About the Role
Ray aims to provide a universal API for building distributed applications. To achieve this goal requires a distributed system with high levels of performance and reliability. We're looking for engineers with systems software experience that are interested in contributing to the Ray backend. The Ray Core team develops and maintains the Ray C++ backend (e.g., distributed scheduler, language runtime integration, I/O and memory subsystems). We are responsible for the reliability, scalability, and performance of Ray as well as ensuring that Ray provides the right feature set to support higher level libraries and use cases. The team works on a balance of new features / distributed libraries, test infra improvements, debugging, and longer-term architectural improvements to Ray.
Responsibilities
- Develop high quality open source software to simplify distributed programming (Ray)

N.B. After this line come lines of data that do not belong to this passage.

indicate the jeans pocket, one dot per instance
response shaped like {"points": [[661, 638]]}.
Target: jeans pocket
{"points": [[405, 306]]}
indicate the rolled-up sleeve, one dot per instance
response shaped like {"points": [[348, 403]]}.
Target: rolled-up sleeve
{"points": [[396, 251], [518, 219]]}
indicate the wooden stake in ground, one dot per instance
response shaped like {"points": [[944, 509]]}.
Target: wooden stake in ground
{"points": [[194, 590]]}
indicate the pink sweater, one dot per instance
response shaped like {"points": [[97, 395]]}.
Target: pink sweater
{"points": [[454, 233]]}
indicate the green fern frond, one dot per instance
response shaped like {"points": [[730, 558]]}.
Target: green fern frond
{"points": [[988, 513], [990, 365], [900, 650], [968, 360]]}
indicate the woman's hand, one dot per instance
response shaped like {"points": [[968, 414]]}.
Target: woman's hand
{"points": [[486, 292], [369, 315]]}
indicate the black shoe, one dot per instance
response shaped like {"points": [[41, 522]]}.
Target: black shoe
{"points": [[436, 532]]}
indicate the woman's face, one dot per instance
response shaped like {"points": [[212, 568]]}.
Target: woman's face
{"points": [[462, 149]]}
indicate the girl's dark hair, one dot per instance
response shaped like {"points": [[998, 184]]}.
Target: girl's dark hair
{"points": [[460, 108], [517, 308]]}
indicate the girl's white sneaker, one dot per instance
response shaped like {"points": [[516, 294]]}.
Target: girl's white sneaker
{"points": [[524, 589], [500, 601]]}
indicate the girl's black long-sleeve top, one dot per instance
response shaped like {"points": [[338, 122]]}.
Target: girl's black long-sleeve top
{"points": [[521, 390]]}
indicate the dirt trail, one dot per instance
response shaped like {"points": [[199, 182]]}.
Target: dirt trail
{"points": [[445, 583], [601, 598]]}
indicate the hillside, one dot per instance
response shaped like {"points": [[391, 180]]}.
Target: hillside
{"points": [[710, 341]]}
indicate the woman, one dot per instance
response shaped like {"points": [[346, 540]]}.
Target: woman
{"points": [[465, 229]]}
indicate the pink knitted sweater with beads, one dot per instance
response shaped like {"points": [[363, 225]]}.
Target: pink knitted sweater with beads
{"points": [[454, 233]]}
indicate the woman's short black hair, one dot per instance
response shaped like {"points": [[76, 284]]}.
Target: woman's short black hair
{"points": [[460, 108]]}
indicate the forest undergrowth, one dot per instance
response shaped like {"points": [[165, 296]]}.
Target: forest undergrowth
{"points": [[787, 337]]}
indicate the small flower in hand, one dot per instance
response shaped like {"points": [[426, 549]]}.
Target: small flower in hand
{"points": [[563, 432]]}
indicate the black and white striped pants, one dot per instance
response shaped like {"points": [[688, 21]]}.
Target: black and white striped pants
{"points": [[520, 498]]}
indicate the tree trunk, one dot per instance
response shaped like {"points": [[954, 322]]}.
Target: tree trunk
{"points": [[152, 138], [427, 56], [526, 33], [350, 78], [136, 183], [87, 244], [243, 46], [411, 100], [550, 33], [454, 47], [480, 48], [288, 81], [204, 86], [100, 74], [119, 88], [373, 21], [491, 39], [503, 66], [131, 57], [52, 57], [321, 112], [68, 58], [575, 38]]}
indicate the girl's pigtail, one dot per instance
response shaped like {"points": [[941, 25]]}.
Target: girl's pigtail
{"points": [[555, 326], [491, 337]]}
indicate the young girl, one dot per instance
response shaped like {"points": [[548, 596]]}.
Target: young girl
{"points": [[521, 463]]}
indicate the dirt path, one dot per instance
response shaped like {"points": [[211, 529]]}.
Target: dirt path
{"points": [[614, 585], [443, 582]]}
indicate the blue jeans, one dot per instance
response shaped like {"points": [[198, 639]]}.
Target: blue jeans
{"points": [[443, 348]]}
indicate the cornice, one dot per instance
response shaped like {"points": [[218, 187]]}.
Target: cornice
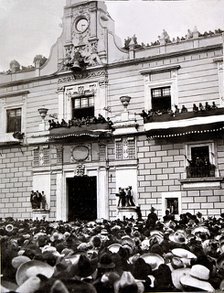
{"points": [[14, 94], [28, 80], [160, 69], [163, 56]]}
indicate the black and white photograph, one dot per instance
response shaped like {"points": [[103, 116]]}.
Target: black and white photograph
{"points": [[111, 146]]}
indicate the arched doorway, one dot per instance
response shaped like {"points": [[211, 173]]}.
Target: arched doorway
{"points": [[82, 202]]}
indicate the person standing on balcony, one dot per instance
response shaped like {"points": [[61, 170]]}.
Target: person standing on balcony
{"points": [[130, 197]]}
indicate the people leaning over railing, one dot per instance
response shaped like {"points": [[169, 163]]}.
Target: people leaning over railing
{"points": [[150, 114], [80, 121]]}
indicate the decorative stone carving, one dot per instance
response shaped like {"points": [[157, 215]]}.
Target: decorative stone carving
{"points": [[80, 170], [81, 90], [80, 153]]}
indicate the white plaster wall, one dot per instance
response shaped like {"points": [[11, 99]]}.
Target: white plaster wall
{"points": [[41, 182], [127, 176]]}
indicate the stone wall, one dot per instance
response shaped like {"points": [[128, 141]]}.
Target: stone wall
{"points": [[15, 182]]}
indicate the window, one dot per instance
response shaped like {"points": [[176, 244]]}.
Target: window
{"points": [[200, 161], [14, 119], [172, 205], [161, 98], [171, 201], [83, 106], [125, 148]]}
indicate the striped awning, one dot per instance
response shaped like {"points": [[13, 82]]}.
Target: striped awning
{"points": [[75, 131], [185, 127]]}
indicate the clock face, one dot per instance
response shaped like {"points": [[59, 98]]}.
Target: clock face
{"points": [[82, 25]]}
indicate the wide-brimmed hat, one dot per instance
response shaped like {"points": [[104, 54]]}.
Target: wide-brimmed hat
{"points": [[85, 267], [178, 237], [58, 286], [145, 244], [153, 259], [106, 261], [176, 263], [141, 269], [156, 235], [197, 278], [18, 260], [114, 247], [200, 229], [183, 253], [33, 268], [31, 285], [220, 261], [73, 258], [127, 280], [127, 240], [56, 236], [177, 274]]}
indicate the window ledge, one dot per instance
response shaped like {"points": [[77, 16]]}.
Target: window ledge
{"points": [[201, 183]]}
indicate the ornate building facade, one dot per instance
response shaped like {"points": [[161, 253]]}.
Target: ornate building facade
{"points": [[97, 116]]}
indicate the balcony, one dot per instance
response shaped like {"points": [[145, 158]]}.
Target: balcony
{"points": [[200, 171], [184, 125], [70, 130]]}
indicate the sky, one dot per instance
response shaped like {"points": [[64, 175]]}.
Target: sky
{"points": [[31, 27]]}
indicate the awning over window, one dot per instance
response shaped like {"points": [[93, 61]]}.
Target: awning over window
{"points": [[213, 122], [94, 131]]}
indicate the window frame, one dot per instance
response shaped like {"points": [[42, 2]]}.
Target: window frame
{"points": [[17, 118], [168, 195], [171, 82], [88, 97], [160, 97], [212, 156], [5, 121], [122, 144]]}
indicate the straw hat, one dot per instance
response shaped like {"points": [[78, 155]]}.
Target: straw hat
{"points": [[33, 268], [18, 260], [153, 259], [200, 229], [177, 274], [30, 285], [73, 258], [127, 280], [197, 278], [183, 253], [106, 261], [114, 247], [178, 237]]}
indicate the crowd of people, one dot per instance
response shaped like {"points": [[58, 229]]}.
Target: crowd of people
{"points": [[38, 200], [80, 121], [133, 255], [126, 197], [148, 116]]}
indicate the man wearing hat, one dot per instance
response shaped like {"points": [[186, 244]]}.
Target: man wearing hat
{"points": [[130, 197]]}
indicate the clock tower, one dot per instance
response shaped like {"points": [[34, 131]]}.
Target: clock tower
{"points": [[88, 30]]}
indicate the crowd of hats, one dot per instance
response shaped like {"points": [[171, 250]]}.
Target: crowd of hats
{"points": [[133, 256]]}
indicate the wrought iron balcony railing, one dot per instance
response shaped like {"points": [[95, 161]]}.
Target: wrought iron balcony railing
{"points": [[201, 171]]}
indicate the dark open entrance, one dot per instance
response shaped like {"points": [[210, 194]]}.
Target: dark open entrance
{"points": [[82, 202]]}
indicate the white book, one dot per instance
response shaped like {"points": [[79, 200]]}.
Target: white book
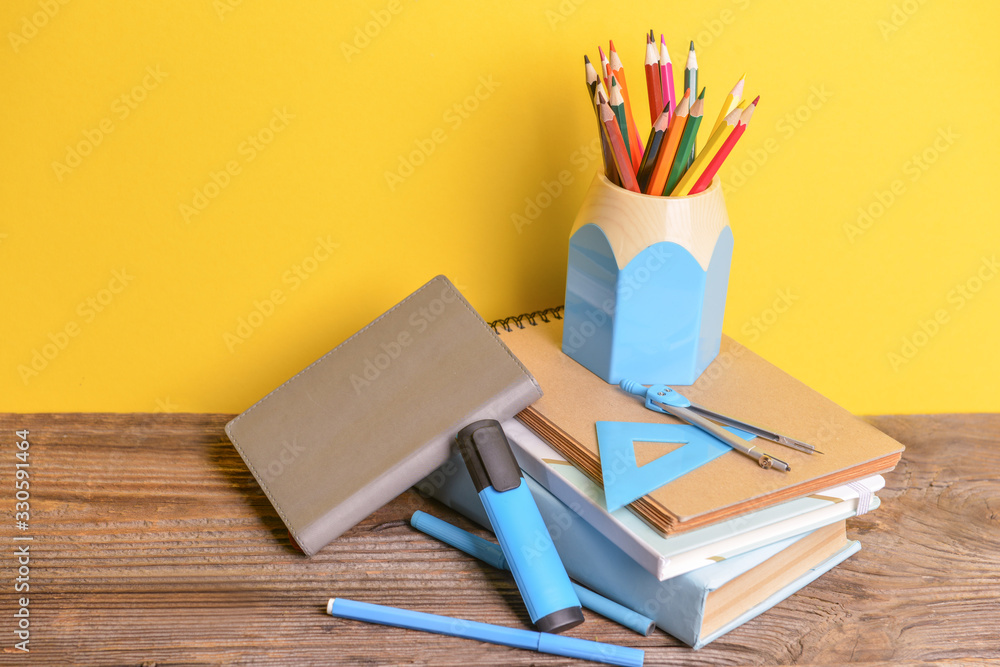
{"points": [[666, 557]]}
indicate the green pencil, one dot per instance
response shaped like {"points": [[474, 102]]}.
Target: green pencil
{"points": [[691, 81], [687, 144], [617, 104]]}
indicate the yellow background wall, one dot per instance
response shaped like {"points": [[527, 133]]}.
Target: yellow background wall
{"points": [[172, 168]]}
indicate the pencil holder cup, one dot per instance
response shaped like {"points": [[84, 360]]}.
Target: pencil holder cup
{"points": [[646, 284]]}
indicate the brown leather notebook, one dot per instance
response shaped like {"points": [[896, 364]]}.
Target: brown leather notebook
{"points": [[378, 413], [739, 384]]}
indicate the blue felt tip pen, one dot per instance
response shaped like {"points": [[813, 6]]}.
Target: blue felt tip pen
{"points": [[532, 557], [495, 634], [490, 553]]}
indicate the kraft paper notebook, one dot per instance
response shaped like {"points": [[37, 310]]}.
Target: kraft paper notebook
{"points": [[739, 384], [680, 553], [377, 413]]}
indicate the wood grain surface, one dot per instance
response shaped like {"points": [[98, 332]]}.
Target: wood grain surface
{"points": [[153, 545]]}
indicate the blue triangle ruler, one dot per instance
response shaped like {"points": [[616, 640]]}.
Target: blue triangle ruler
{"points": [[624, 480]]}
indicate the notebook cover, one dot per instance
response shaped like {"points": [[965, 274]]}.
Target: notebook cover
{"points": [[666, 557], [676, 605], [377, 413], [739, 384]]}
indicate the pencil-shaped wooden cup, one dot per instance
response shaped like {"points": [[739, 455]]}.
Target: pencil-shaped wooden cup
{"points": [[646, 284]]}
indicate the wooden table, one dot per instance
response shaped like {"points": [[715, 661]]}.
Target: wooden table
{"points": [[152, 544]]}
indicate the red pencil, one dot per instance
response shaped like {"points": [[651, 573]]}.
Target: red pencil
{"points": [[609, 125], [653, 83], [713, 167]]}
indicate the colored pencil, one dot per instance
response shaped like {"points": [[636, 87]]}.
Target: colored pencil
{"points": [[732, 101], [727, 147], [687, 143], [691, 81], [596, 91], [706, 154], [653, 83], [617, 103], [623, 164], [667, 77], [593, 80], [605, 70], [635, 146], [668, 149], [656, 135]]}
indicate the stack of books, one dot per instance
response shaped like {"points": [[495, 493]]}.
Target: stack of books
{"points": [[712, 549]]}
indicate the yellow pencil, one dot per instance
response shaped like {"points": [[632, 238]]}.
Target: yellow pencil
{"points": [[706, 154], [732, 101]]}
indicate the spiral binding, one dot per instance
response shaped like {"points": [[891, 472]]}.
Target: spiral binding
{"points": [[518, 320]]}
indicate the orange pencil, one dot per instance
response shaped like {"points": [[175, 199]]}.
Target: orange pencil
{"points": [[605, 70], [614, 136], [653, 83], [727, 147], [665, 159], [635, 144]]}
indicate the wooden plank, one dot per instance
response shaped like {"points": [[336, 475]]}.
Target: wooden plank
{"points": [[153, 544]]}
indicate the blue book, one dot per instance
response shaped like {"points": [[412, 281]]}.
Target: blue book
{"points": [[697, 607], [673, 555]]}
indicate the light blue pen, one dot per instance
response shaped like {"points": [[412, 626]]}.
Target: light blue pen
{"points": [[490, 553], [543, 642]]}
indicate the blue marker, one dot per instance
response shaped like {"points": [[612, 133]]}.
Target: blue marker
{"points": [[490, 553], [495, 634], [532, 557]]}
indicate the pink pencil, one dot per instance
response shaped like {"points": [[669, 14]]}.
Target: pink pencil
{"points": [[667, 77], [727, 147]]}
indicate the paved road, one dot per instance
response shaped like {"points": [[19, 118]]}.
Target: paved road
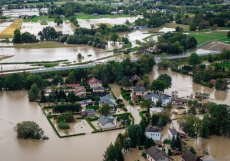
{"points": [[93, 64]]}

- Identify, implement, and evaluate architectural improvements to Ray core
- Improve the testing process for Ray to make releases as smooth as possible
- Communicate your work to a broader audience through talks, tutorials, and blog posts
Requirements
- At least 2 year of relevant work experience
- Solid background in algorithms, data structures, system design
- Experience in building scalable and fault-tolerant distributed systems
Qualifications
- Knowledge of distributed model training and inference (e.g. tensor parallel, pipeline parallel) is preferred
- Knowledge of GPU programming is preferred